Monday, 25 June 2007

Grease, Fete and Cheers

I've been diabetic now for over 42 years and please don't let me hear you pause to think ooh I'm really sorry to read that because, that is a typical French response. Why am I sharing this with you? Well, it's not for the sympathy vote, please let me reassure you but I have during my lifetime visited doctors and hospitals let's say more than most. One of the most positive things I have found since living in France is they do have an incredible health service. It would be very easy to criticise the UK system but this I feel serves little purpose. The system functions in the UK and is a relatively free paperless exercise. By comparison you have to contribute to the system here and each visit 'chez le Docteur' costs circa 25 Euros! Of course you claim it back via your 'carte vitale' and medical insurance but you physically have to put your hand into your pocket and pay for the service. So let me share with you a classic experience.

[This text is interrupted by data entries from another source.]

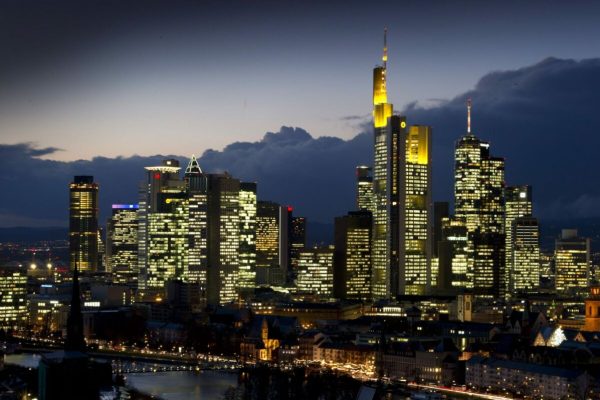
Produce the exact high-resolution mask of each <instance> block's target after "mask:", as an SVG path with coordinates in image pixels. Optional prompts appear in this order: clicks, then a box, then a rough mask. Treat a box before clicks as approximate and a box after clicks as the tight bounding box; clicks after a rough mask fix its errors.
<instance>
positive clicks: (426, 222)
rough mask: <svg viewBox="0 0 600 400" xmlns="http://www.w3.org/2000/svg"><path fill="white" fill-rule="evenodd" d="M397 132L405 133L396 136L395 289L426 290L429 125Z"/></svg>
mask: <svg viewBox="0 0 600 400" xmlns="http://www.w3.org/2000/svg"><path fill="white" fill-rule="evenodd" d="M400 132H401V133H403V134H405V135H406V136H404V137H402V136H401V137H400V140H399V147H400V160H399V161H400V168H399V170H400V174H399V184H398V187H399V191H400V195H399V204H400V207H399V210H400V215H399V218H398V221H399V229H400V234H399V274H398V275H399V278H400V283H399V286H398V292H397V293H398V294H425V293H426V292H427V291H428V290H429V287H430V282H431V250H432V249H431V235H432V232H431V213H430V208H431V158H430V156H429V152H430V147H431V128H430V127H428V126H422V125H417V126H411V127H410V128H409V129H408V130H401V131H400ZM392 186H393V185H392ZM393 205H394V203H392V206H393ZM392 237H394V235H392ZM392 248H394V246H393V245H392Z"/></svg>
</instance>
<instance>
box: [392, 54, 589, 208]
mask: <svg viewBox="0 0 600 400" xmlns="http://www.w3.org/2000/svg"><path fill="white" fill-rule="evenodd" d="M598 93H600V59H588V60H581V61H574V60H559V59H555V58H548V59H546V60H543V61H541V62H540V63H537V64H535V65H532V66H528V67H525V68H520V69H517V70H511V71H499V72H493V73H490V74H487V75H486V76H484V77H483V78H481V80H480V81H479V82H478V84H477V85H476V86H475V88H474V89H473V90H471V91H468V92H465V93H463V94H461V95H459V96H457V97H455V98H454V99H451V100H449V101H448V102H446V103H442V104H440V105H439V106H437V107H432V108H428V109H425V108H422V107H418V106H417V105H416V104H412V105H410V106H409V107H407V108H406V109H405V110H404V112H405V113H406V115H407V116H408V118H409V123H417V124H427V125H432V126H433V153H434V156H433V161H434V164H433V170H434V174H433V178H434V183H433V185H434V196H435V197H436V198H438V199H447V200H452V197H453V196H452V174H453V152H454V145H455V142H456V140H457V139H458V138H459V137H460V136H462V135H463V134H464V132H465V131H466V108H465V102H466V99H467V98H469V97H470V98H472V99H473V115H472V124H473V125H472V126H473V131H474V133H475V134H476V135H477V136H479V137H480V138H481V139H483V140H487V141H489V142H490V144H491V152H492V154H493V155H496V156H501V157H505V159H506V178H507V183H508V184H509V185H511V184H512V185H516V184H531V185H533V193H534V203H535V204H534V207H535V210H534V211H535V212H536V214H538V215H540V216H541V217H544V218H562V219H567V218H575V217H580V216H582V215H584V214H585V215H586V216H588V217H592V216H600V184H599V183H600V168H598V167H597V166H595V165H596V163H597V157H598V156H597V154H598V147H599V146H600V135H598V132H600V113H598V104H599V101H600V98H599V95H598ZM584 206H585V207H584Z"/></svg>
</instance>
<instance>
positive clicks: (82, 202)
mask: <svg viewBox="0 0 600 400" xmlns="http://www.w3.org/2000/svg"><path fill="white" fill-rule="evenodd" d="M69 188H70V206H69V249H70V266H71V270H75V269H78V270H79V271H82V272H95V271H96V270H97V267H98V184H97V183H94V177H93V176H76V177H75V178H74V179H73V182H71V184H70V185H69Z"/></svg>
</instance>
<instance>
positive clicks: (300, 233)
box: [290, 217, 306, 271]
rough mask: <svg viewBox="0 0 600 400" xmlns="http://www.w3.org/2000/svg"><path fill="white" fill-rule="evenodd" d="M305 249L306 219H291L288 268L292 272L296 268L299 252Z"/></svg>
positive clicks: (297, 266) (305, 239)
mask: <svg viewBox="0 0 600 400" xmlns="http://www.w3.org/2000/svg"><path fill="white" fill-rule="evenodd" d="M305 247H306V218H305V217H292V223H291V224H290V266H291V269H292V271H296V269H297V268H298V258H299V256H300V250H302V249H304V248H305Z"/></svg>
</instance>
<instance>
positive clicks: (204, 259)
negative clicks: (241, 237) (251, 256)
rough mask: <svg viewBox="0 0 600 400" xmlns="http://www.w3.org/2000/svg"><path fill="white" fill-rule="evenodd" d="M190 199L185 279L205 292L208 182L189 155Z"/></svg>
mask: <svg viewBox="0 0 600 400" xmlns="http://www.w3.org/2000/svg"><path fill="white" fill-rule="evenodd" d="M184 180H185V186H186V189H187V202H188V249H187V250H188V257H187V258H188V265H187V269H186V270H185V271H184V276H183V280H184V281H186V282H189V283H196V284H198V285H199V286H200V287H199V290H200V293H201V295H202V298H204V297H205V294H206V280H207V276H206V274H207V268H208V183H207V178H206V175H204V173H203V172H202V169H201V168H200V165H199V164H198V160H197V159H196V157H195V156H194V155H192V157H191V158H190V161H189V163H188V166H187V167H186V169H185V174H184Z"/></svg>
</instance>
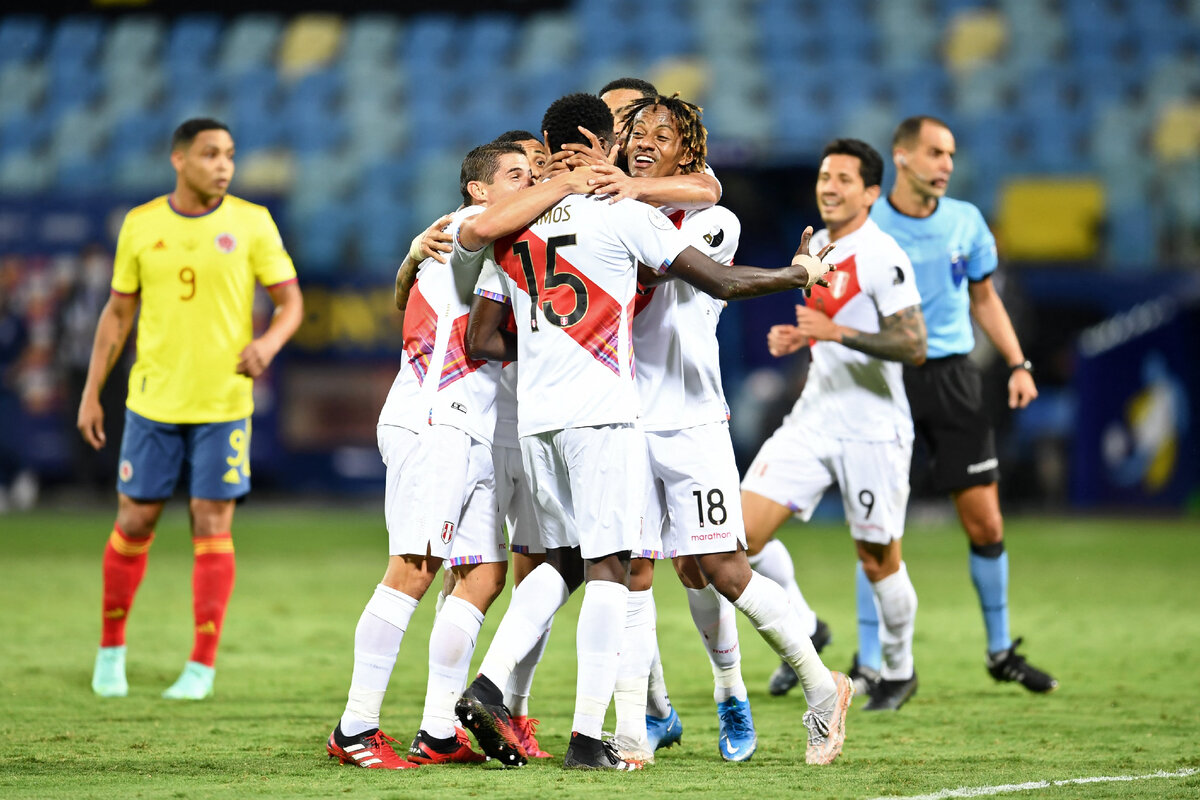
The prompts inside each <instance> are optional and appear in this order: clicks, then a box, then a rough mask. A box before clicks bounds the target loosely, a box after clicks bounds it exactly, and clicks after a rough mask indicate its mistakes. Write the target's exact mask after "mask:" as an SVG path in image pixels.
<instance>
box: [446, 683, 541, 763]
mask: <svg viewBox="0 0 1200 800" xmlns="http://www.w3.org/2000/svg"><path fill="white" fill-rule="evenodd" d="M497 697H503V696H502V694H500V691H499V690H498V688H496V686H494V685H493V684H492V681H490V680H487V679H486V678H484V676H482V675H479V676H478V678H475V680H473V681H472V684H470V686H468V687H467V691H466V692H463V693H462V697H460V698H458V702H457V703H455V705H454V712H455V716H457V717H458V721H460V722H462V726H463V727H464V728H466V729H467V730H469V732H470V733H473V734H474V735H475V741H478V742H479V748H480V750H482V751H484V754H485V756H487V757H488V758H491V759H493V760H497V762H499V763H500V764H503V765H504V766H524V765H526V762H528V760H529V759H528V757H527V756H526V751H524V747H522V746H521V740H520V739H517V734H516V730H514V728H512V720H511V717H510V715H509V710H508V708H505V705H504V703H503V702H497V699H496V698H497Z"/></svg>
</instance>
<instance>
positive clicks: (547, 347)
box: [476, 194, 688, 437]
mask: <svg viewBox="0 0 1200 800" xmlns="http://www.w3.org/2000/svg"><path fill="white" fill-rule="evenodd" d="M686 247H688V241H686V239H685V237H684V236H683V234H680V233H679V231H678V230H677V229H676V227H674V225H673V224H672V223H671V221H670V219H667V218H666V217H665V216H664V215H662V212H661V211H659V210H658V209H655V207H652V206H649V205H647V204H644V203H640V201H637V200H620V201H619V203H610V201H608V199H607V198H596V197H592V196H584V194H572V196H570V197H568V198H564V199H563V200H560V201H559V203H558V204H556V205H554V206H553V207H551V209H548V210H547V211H546V212H545V213H542V215H541V216H540V217H538V219H535V221H534V222H533V223H532V224H530V225H528V227H527V228H524V229H523V230H521V231H517V233H516V234H514V235H510V236H505V237H504V239H500V240H498V241H496V242H494V243H493V245H492V246H491V247H490V248H488V249H490V253H491V257H490V258H486V259H485V264H484V270H482V272H481V273H480V282H479V284H478V287H476V293H478V294H480V295H482V296H485V297H490V299H492V300H498V301H500V302H509V303H511V306H512V311H514V315H515V319H516V327H517V354H518V355H517V361H518V363H520V371H521V372H520V380H518V381H517V432H518V434H520V435H521V437H528V435H533V434H536V433H544V432H547V431H558V429H562V428H577V427H587V426H600V425H619V423H632V422H635V421H636V420H637V416H638V409H640V402H638V398H637V387H636V384H635V379H634V349H632V336H631V330H630V329H631V321H632V315H634V299H635V296H636V288H637V271H636V264H637V263H638V261H641V263H643V264H647V265H648V266H650V267H653V269H655V270H658V271H660V272H662V271H666V270H667V269H668V267H670V266H671V261H672V260H673V259H674V258H676V257H677V255H678V254H679V253H680V252H683V251H684V249H685V248H686Z"/></svg>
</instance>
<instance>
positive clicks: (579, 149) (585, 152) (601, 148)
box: [563, 125, 617, 166]
mask: <svg viewBox="0 0 1200 800" xmlns="http://www.w3.org/2000/svg"><path fill="white" fill-rule="evenodd" d="M578 131H580V133H582V134H583V136H586V137H587V138H588V143H589V144H575V143H568V144H564V145H563V150H566V151H569V152H571V154H574V155H576V156H578V157H581V158H582V160H583V161H584V162H586V163H589V164H593V166H595V164H612V163H616V161H617V145H613V146H612V148H611V149H610V150H608V152H607V154H606V152H605V151H604V145H601V144H600V139H599V138H598V137H596V134H595V133H593V132H592V131H589V130H587V128H586V127H583V126H582V125H580V126H578Z"/></svg>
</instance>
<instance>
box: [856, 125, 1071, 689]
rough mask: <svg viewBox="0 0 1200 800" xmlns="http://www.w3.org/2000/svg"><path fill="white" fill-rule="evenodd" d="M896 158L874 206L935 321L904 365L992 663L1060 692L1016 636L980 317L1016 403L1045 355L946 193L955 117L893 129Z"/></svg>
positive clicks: (996, 671)
mask: <svg viewBox="0 0 1200 800" xmlns="http://www.w3.org/2000/svg"><path fill="white" fill-rule="evenodd" d="M892 160H893V163H894V164H895V168H896V180H895V184H894V185H893V187H892V193H890V194H889V196H888V198H887V201H884V203H876V204H875V206H874V207H872V209H871V218H872V219H875V222H876V223H877V224H878V225H880V228H882V229H883V230H884V231H887V233H889V234H892V236H893V237H894V239H895V240H896V241H898V242H899V243H900V246H901V247H902V248H904V249H905V252H906V253H908V258H910V259H911V260H912V266H913V272H916V276H917V288H918V289H919V290H920V305H922V309H923V311H924V314H925V326H926V329H928V331H929V356H928V360H926V361H925V363H924V365H923V366H920V367H911V366H905V368H904V379H905V389H906V390H907V393H908V403H910V405H911V407H912V421H913V427H914V428H916V432H917V435H918V437H920V438H923V439H924V440H925V444H926V445H928V447H929V452H930V456H931V458H932V467H934V481H935V483H936V486H937V488H938V489H942V491H946V492H949V493H950V498H953V500H954V507H955V510H956V511H958V513H959V519H960V521H961V522H962V528H964V529H965V530H966V534H967V539H968V540H970V545H971V557H970V561H971V579H972V582H973V583H974V587H976V591H977V593H978V595H979V604H980V606H982V608H983V618H984V626H985V627H986V633H988V660H986V666H988V672H989V673H991V676H992V678H995V679H996V680H1000V681H1016V682H1019V684H1021V685H1022V686H1025V687H1026V688H1027V690H1030V691H1032V692H1050V691H1054V690H1055V688H1056V687H1057V686H1058V681H1056V680H1055V679H1054V678H1051V676H1050V675H1048V674H1046V673H1044V672H1042V670H1040V669H1037V668H1036V667H1033V666H1032V664H1030V663H1028V662H1027V661H1026V660H1025V657H1024V656H1021V655H1020V654H1018V652H1016V646H1018V645H1019V644H1020V642H1021V639H1020V638H1018V639H1016V640H1015V642H1014V640H1012V639H1010V638H1009V632H1008V554H1007V553H1006V552H1004V523H1003V517H1001V513H1000V495H998V492H997V489H996V481H997V480H998V479H1000V470H998V469H997V465H998V462H997V461H996V441H995V434H994V432H992V426H991V420H990V419H988V414H986V413H985V410H984V404H983V389H982V378H980V374H979V369H978V368H977V367H976V366H974V365H973V363H972V362H971V361H970V360H968V359H967V354H968V353H971V350H972V348H973V347H974V335H973V332H972V329H971V318H972V317H974V319H976V321H977V323H979V327H982V329H983V331H984V333H986V335H988V338H989V339H991V342H992V344H995V345H996V349H997V350H998V351H1000V354H1001V356H1003V357H1004V360H1006V362H1007V363H1008V366H1009V367H1010V371H1012V374H1010V377H1009V379H1008V405H1009V408H1014V409H1015V408H1025V407H1026V405H1028V404H1030V402H1032V401H1033V399H1034V398H1036V397H1037V396H1038V390H1037V386H1036V385H1034V384H1033V374H1032V372H1033V367H1032V365H1031V363H1030V362H1028V361H1027V360H1026V359H1025V354H1024V353H1022V350H1021V344H1020V342H1019V341H1018V339H1016V333H1015V332H1014V331H1013V324H1012V321H1010V320H1009V318H1008V312H1006V311H1004V303H1003V302H1002V301H1001V299H1000V295H997V294H996V289H995V287H994V285H992V283H991V273H992V272H994V271H995V270H996V240H995V239H994V237H992V235H991V231H990V230H989V229H988V225H986V223H985V222H984V218H983V215H982V213H979V210H978V209H977V207H974V206H973V205H971V204H970V203H965V201H962V200H954V199H952V198H948V197H946V190H947V186H948V185H949V182H950V174H952V173H953V172H954V134H953V133H950V130H949V127H948V126H947V125H946V124H944V122H942V121H941V120H937V119H935V118H931V116H912V118H908V119H906V120H905V121H902V122H901V124H900V125H899V126H898V127H896V131H895V134H894V136H893V137H892ZM858 597H859V600H858V609H859V614H858V615H859V626H858V638H859V656H858V661H857V663H856V667H857V668H859V669H860V670H862V668H864V667H865V668H866V670H865V674H866V676H868V678H870V674H871V673H870V670H871V669H878V663H880V645H878V621H877V619H876V613H875V603H874V599H872V594H871V590H870V585H869V584H868V583H866V577H865V576H864V575H863V571H862V569H859V573H858Z"/></svg>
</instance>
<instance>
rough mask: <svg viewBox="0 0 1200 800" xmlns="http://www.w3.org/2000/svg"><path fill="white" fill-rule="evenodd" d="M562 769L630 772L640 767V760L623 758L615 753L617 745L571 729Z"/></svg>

Now I have mentioned my dearest mother-in-law previously, way back in 1999 I had to visit the Doctor with my son and my mother-in-law. The doctor was a child specialist so she felt she had to escort me. This was the first time I had visited a medical specialist in France. The Doc did his thing checked my boys ears and fiddled about as they do and then towards the end of the visit my mother-in-law turned to me and tapped her bottom. What a strange gesture I thought and it never dawned on me that she was intimating that I had to pay the Doctor. I'd never had to pay my GP in the UK so this was completely foreign to me. She then coughed and repeated the tapping gesture and I shrugged my shoulders and asked what was the issue. I must point out that my French at this point was not particularly fluent. Chris are you gong to pay the Doctor my mother-in-law enquired, in an embarrassed like manner? I felt for my wallet and realised that I had left it in the car, upon trying to explain this there was all sorts of commotion and as I left the room to fetch it my mother-in-law paid the fee! Boy was she uptight that I had forgotten to pick up my wallet, so much to say that I was reminded for several years about this insignificant little incident even though I reimbursed her upon returning to the car. On the flip side I always carry a few Euros with me these days. This was a simple alien incident for me - I'd never had to pay a doctor directly so it was the furthest thing from my mind.

All things are smooth on the medical front here but it also helps when you know people within the system. You get to know who is good and who is not so good. Plus if you know someone who's senior things move just that little bit quicker. Like all things it's not what you know but who you know that makes the world go around. But generally things move quick here by comparison to my medical experience of the UK.

So what's been happening since my last post? Well...

Thursday was the June the 21st and the first official day of summer. Yippee I hear you cry...

Here summer is, how shall I put it... Crowded! The tourists arrive and the beaches become mayhem but hey that's just the way it is and don't forget it can take up to 3 hours to get back from the beach when normally it takes 20 mins. We're in the south of France and its normal during the summer. Thursday was also the Fete de Musique. Party party... We went to the town centre and it was throbbing lots of bands playing, lots and lots of people and a nice atmosphere. Depending upon where you go in the town you can listen to different types of music. Jazz, Acoustic Folk, Hip Hop, Garage, Pop, Classical you name it you can find it with dancers, traditional, modern it is a party that is celebrated all over France on the 21st June. Well worth a long weekend visit just for the party. It happens in every town and most villages at some point over a weekend.

Friday evening was Le fete de l'ecole - boy that was a very smoky evening as I was helping to cook on the BBQ. We must have sizzled 2000 Sausages and Merquez. After seeing all the grease fuel the BBQ it didn't do much to muster up my appetite. Most off putting although the 3 glasses of chilled rosé was most welcomed - cheers :o)

The weekend was warm. Cool Saturday morning, which was great for the 96km bike ride up the back-side of Arboras (a local climb to an observatory - excuse my french!) followed by lunch in town and a some what chilled out afternoon. Sunday was not so good as I had come down with Tonsillitis - ugh. Distinct advantage of knowing your GP really well in France; being able to call him, describe the symptoms and having a pharmacist as a wife who can interpret the telephone diagnosis - antibiotics at 9.30 Sunday morning delivered to the bedside.